Dirjen Minyak dan Gas Bumi (Migas) Kementerian ESDM Laode Sulaeman menuturkan hal ini dilakukan agar subsidi LPG tepat sasaran.
Dia mengatakan, kebijakan tersebut akan tertuang dalam revisi Peraturan Presiden (Perpres) Nomor 104 Tahun 2007 dan Perpres Nomor 38 Tahun 2019 terkait penyediaan, pendistribusian dan penetapan harga LPG tertentu (LPG 3 kg).
Laode menyebut, revisi aturan juga dilakukan guna memperbaiki pengaturan distribusi hingga ke level sub-pangkalan. Sebab, saat ini aturan yang berlaku baru sampai pangkalan saja.
Adapun revisi Perpres tersebut ditargetkan rampung tahun ini.
"Revisi peraturan presiden terkait LPG kan di aturan sekarang kan tapi kita belum menata sampai dengan Sub pangkalan. Nah itu harus segera aturannya. Sekarang kita sedang finalkan," kata Laode di Kompleks Parlemen, Jakarta, Senin (10/11/2025).
Terkait berapa harga acuannya, Laode belum dapat menjelaskan lebih lanjut.
Lebih lanjut, dalam revisi perpres tersebut mulanya pemerintah berencana membentuk badan khusus untuk mengawasi distribusi LPG bersubsidi.
Namun, Laode mengatakan bahwa wacana tersebut batal dilanjutkan. Dia mengatakan, pengawasan distribusi LPG akan dilakukan oleh Ditjen Migas.
"Saya lapor Pak Menteri tolong berikan kewenangan dulu ke Ditjen Migas untuk mengoptimalkan tugas dan fungsi kami berkoordinasi dengan stakeholder bagaimana kita mengawasi LPG," jelas Laode.
Sebelumnya, Wakil Menteri ESDM Yuliot Tanjung menuturkan, kebijakan LPG 3 kg satu harga dilakukan demi memberikan rasa keadilan bagi setiap warga di pelosok Tanah Air. Pasalnya, saat ini disparitas harga gas melon subsidi itu cukup tinggi antar daerah.
Menurut Yuliot, masih ada masyarakat miskin yang masih kesulitan untuk membeli LPG 3 kg. Karenanya, mereka lebih memilih menggunakan minyak tanah.
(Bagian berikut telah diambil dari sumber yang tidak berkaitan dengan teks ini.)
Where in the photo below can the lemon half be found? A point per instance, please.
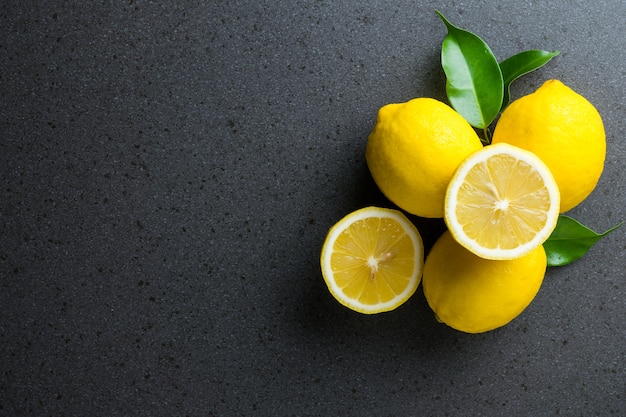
(502, 202)
(372, 260)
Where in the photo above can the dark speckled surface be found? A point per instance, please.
(168, 174)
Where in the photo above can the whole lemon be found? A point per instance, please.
(475, 295)
(413, 151)
(563, 129)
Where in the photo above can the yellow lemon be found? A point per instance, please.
(413, 151)
(372, 260)
(502, 202)
(475, 295)
(565, 130)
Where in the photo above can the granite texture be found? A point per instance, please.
(169, 171)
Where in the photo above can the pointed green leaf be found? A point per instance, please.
(474, 83)
(520, 64)
(570, 240)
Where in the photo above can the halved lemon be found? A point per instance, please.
(502, 202)
(372, 260)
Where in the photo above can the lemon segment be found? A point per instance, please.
(372, 260)
(502, 202)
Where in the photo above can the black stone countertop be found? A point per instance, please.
(168, 174)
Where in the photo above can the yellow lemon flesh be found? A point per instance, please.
(475, 295)
(372, 260)
(565, 130)
(502, 202)
(413, 151)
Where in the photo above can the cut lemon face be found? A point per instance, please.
(372, 260)
(502, 202)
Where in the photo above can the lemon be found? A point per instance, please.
(502, 202)
(565, 130)
(475, 295)
(413, 151)
(372, 260)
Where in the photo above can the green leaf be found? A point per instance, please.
(474, 82)
(520, 64)
(570, 240)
"Jadi kan kalau ini dengan adanya kebijakan LPG satu harga untuk LPG tertentu, justru ini akan ada rasa keadilan untuk setiap wilayah. Kan cukup banyak daerah-daerah yang belum terlayani oleh LPG. Jadi saat ini mereka masih menggunakan minyak tanah," kata Yuliot di Kantor Kementerian ESDM, beberapa waktu lalu.
Asal tahu saja, berdasarkan Peraturan Presiden (Perpres) Nomor 104 Tahun 2007 tentang Penyediaan, Pendistribusian, dan Penetapan Harga LPG Tabung 3 Kg, harga eceran tertinggi (HET) LPG 3 kg ditetapkan oleh pemerintah daerah (pemda) masing-masing.
Namun, penetapan harga oleh pemda itu harus berdasarkan pedoman dari pemerintah pusat dalam hal ini Kementerian ESDM dan BPH Migas. Oleh karena itu, besaran HET LPG 3 kg selama ini bisa berbeda-beda di tiap provinsi atau kabupaten/kota.
Yuliot pun mengatakan, saat ini pihaknya masih menggodok harga yang cocok untuk LPG 3 kg di seluruh wilayah Indonesia. Dia menegaskan, ke depan harga LPG 3 kg itu bakal ditentukan pemerintah pusat.